<<– Continued from Part 1 (Where’s Waldo? The illusion of superior professional mutual fund manager performance.)
Instead of highlighting dozens or even hundreds of perennially superior mutual fund money managers, the media conversation has become a repetitive chant about Warren Buffett.
While highly successful and very worthy of respect, it is interesting that the “Sage of Omaha” gets so much press as a successful money manager. Warren Buffett is not a traditional money manager, because he tends not to buy small positions across a large number of securities like those that a mutual fund portfolio manager does. Instead, he often buys significant minority and controlling interests in firms and directly influences their management and thus the outcome. While managers of open investment fund take in investor deposits continuously, it has been a very very long time since Berkshire Hathaway Inc. has tapped the public markets for equity capital!
Concerning Mr. Buffett’s Berkshire Hathaway conglomerate, you may find some studies of its equity holdings, as if it were managed as an entirely independent equity mutual fund. Yes, the numbers do seem to indicate that Warren Buffett and his key lieutenants have demonstrated superior stock picking skill over time. Warren Buffett has generated so much cash over the long-term that he could not just keep it all in cash under the Berkshire mattress.
Back in 2005, The Skilled Investor took an overall look of the enterprises and investment assets under Warren Buffett’s control. As of mid-2005, both Berkshire Hathaway’s cash positions and its equity positions were close to $50 billion each. In addition to that, it held substantial positions in bonds and wholly owned businesses. The overall percentage distributions were about 30% cash, 16% bonds, 29% publicly traded equities, and 25% in businesses owned outright. The equity portion was invested in about 30 firms with 10 accounting for more than 90% of the equity valuation.

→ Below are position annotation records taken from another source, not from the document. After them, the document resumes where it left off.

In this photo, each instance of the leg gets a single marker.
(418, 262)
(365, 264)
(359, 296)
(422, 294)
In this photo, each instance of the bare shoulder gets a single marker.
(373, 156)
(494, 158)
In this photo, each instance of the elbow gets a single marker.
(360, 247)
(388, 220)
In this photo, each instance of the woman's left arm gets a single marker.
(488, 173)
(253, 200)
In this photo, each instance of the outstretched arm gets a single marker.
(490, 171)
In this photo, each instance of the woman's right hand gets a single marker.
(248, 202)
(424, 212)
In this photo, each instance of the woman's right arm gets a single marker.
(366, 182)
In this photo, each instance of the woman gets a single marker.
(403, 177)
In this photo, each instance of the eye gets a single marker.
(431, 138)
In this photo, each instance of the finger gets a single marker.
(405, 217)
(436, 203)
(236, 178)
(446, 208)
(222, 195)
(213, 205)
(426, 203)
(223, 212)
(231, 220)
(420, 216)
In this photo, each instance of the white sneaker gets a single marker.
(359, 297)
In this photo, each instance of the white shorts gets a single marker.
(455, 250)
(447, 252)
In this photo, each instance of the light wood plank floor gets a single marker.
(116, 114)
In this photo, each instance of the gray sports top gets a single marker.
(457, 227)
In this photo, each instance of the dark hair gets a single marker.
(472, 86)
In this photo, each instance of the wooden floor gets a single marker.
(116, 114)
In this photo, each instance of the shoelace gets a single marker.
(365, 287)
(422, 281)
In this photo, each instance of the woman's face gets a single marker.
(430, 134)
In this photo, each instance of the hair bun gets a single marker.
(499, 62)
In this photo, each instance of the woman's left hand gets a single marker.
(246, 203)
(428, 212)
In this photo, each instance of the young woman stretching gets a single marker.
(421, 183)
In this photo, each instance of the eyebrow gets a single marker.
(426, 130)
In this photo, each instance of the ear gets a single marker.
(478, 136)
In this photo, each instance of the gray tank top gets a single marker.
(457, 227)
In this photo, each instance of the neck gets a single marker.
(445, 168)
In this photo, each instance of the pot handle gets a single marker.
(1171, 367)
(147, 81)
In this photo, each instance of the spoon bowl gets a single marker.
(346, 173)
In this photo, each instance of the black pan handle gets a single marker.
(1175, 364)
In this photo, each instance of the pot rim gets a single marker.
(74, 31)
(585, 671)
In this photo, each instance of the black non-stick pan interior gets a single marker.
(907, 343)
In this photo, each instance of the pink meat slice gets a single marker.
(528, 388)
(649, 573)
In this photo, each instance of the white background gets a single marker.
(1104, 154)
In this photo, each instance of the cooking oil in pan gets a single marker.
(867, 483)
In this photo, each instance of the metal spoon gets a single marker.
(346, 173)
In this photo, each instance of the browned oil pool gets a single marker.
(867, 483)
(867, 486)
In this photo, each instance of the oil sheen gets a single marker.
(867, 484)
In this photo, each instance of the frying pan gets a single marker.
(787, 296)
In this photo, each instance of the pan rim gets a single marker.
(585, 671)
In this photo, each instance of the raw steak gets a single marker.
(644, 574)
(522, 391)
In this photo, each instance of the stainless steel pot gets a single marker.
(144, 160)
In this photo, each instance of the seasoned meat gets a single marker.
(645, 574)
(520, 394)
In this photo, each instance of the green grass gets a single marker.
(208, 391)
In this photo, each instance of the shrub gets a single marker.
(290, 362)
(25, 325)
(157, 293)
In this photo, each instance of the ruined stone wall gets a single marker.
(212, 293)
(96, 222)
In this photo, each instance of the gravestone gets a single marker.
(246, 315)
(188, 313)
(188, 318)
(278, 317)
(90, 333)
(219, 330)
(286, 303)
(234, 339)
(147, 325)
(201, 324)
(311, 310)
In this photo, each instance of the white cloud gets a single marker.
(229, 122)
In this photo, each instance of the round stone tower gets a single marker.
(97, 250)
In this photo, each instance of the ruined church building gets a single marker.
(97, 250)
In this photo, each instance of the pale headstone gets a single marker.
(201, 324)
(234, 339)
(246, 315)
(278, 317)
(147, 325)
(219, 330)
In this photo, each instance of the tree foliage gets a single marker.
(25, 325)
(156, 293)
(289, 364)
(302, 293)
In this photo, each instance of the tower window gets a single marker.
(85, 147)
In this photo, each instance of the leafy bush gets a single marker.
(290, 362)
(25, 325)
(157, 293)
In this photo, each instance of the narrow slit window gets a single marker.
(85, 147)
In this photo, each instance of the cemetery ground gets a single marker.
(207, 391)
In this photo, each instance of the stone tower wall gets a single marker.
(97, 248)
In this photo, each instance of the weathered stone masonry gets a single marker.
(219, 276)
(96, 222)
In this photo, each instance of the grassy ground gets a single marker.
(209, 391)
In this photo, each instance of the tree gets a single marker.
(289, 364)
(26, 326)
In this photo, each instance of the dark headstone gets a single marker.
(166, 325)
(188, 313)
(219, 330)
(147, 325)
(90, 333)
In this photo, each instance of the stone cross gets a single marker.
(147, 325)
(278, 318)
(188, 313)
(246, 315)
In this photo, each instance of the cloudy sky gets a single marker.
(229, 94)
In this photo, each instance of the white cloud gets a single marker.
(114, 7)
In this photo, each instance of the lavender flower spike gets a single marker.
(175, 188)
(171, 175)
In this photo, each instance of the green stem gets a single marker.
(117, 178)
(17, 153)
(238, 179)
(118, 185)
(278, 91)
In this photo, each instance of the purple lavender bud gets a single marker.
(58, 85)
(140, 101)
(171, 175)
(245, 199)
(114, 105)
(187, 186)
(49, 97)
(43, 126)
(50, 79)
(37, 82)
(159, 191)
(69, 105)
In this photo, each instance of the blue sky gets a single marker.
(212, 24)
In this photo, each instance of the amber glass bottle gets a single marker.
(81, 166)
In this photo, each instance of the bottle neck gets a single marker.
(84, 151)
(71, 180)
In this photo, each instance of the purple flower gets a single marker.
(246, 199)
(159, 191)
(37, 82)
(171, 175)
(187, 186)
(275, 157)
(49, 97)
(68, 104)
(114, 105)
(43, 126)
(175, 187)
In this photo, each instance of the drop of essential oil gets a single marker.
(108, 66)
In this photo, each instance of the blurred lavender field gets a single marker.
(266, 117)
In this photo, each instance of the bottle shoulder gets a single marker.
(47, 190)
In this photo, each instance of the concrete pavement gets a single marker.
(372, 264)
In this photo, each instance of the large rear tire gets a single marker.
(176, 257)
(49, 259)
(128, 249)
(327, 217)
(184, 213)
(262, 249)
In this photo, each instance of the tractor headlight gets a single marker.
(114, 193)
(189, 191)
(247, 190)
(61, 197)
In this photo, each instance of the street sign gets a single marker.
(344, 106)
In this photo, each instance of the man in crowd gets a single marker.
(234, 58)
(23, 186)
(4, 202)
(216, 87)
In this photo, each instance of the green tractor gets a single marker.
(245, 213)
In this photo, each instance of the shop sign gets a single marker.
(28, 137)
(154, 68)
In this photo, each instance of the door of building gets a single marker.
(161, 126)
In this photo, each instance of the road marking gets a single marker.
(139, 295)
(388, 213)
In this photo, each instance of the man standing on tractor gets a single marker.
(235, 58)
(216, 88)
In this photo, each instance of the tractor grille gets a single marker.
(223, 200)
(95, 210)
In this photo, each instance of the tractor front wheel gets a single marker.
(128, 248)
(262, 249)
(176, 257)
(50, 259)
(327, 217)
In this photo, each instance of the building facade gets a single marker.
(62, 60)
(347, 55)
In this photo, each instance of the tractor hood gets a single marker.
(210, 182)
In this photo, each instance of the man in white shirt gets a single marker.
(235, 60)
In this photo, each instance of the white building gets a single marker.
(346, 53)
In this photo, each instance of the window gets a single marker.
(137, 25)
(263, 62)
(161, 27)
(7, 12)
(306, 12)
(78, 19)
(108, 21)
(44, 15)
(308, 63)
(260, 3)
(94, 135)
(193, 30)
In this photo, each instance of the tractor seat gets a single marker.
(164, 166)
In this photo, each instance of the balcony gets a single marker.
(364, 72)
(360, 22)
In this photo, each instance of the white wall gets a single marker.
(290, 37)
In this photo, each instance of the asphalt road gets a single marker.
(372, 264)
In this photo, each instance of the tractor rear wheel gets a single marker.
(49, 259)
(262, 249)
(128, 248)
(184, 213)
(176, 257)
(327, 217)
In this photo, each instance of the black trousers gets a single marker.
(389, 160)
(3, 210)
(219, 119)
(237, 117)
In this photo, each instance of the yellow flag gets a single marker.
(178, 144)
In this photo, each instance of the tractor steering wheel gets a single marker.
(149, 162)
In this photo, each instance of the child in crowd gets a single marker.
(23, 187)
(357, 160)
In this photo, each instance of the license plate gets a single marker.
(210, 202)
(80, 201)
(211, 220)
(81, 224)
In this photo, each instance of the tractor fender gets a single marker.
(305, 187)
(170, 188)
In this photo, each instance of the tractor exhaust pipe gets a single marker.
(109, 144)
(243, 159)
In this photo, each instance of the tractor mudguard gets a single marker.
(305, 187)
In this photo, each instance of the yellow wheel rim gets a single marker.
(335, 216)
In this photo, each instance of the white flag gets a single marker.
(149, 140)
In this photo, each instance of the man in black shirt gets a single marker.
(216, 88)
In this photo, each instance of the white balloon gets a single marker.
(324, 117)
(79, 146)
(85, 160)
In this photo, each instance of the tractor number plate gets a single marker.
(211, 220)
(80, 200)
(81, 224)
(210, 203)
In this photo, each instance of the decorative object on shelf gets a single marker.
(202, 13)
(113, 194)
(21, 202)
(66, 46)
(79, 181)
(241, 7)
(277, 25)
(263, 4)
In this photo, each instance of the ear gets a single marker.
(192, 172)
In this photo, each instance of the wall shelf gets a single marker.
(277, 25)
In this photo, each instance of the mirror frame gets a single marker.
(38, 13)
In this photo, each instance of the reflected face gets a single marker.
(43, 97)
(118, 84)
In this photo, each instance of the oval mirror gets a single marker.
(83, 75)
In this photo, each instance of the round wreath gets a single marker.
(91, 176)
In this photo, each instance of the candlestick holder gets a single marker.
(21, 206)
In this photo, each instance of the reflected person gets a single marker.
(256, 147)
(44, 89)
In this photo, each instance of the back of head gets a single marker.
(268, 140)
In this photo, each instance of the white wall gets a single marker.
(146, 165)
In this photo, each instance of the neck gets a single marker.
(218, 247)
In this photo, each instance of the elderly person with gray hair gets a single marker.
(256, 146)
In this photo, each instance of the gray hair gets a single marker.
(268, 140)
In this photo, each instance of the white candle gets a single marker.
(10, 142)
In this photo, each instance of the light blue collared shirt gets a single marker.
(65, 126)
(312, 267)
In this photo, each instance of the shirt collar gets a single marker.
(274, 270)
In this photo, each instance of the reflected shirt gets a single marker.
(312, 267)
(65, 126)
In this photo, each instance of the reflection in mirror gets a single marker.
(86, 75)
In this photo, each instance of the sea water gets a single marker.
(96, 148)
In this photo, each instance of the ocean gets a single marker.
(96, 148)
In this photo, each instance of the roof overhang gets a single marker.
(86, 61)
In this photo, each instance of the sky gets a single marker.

Within the rules of law and its prospectus, which mutual fund would be allowed to play Warren Buffett’s game? The answer is none.
Shrewdly buy companies at bargain prices … fix them up and manage them for the long run … let them spin off barrels of cash … invest some of the cash in equities and bonds … buy more companies and fix them up … hold on to a huge amount of cash under the mattress for very long periods because bargains are cyclical and sometimes impossible to find … keep repeating the cycle…
What mutual fund could sit on as much cash as it had in equities waiting for an opportunity to buy another firm outright? They simply would not legally be allowed to do so. And, if they sat on huge cash positions, shareholders would hammer them for not deploying their money, deviating from the benchmark index, etc. Warren Buffett’s game only works when the whole picture is taken into account — successful acquisitions, majority control, investing some of the cash flow in marketable securities, keeping a large amount of dry powder (cash) for when the opportunity arises, etc. These are not the tools available to a mutual fund portfolio manager.
So, where are all the other perennially superior traditional money managers who can be hired economically to manage your money and that of thousands of others for a superior return? They are not to be found. Individual investors spend an excessive amount of time and money looking for investment mutual fund managers who will all turn out NOT to be the next Warren Buffett in the long run. Mutual fund managers simply are not allowed to play his game.
For some ideas on how individual investors might approach the investment fund selection decision more efficiently, see this category of articles on The Skilled Investor website: Selecting Investment Funds – Mutual Funds and ETFs. Also, see the articles in this category: Rating Services – Morningstar.
Individual investors chase past superior mutual fund performance in the futile hope that past investment fund performance will predict superior future mutual fund performance.
This strategy is just a mirage, but the mutual fund industry willingly reinforces it. If a mutual fund family opens and promotes enough funds, random portfolio fluctuations will allow almost any fund family to brag selectively about only those of their funds that were past winners. Simultaneously, they quietly ignore their laggard funds. After investors repeatedly search the crowd for Waldo, after they have put their money into past winners, and after time has passed, only then do a few of these investors realize that Waldo was never there to found in the first place. (See: Can you really beat the securities markets?)
Given this bleak assessment of the chances of finding affordable, risk-adjusted, and sustained mutual fund money manager performance, The Skilled Investor has concluded that all forms of active management that cannot be cost justified should be mercilessly driven out of individual investors’ investment strategies.
Individuals first need to decide on investment strategies that are risk preference appropriate. Then, they need to choose very low-cost and very low-tax investments that they can let run over time. Maintenance should always be very minimal and very low-cost, and the urge to chase performance mirages should be heavily restrained. It is just a fool’s waste of money and time.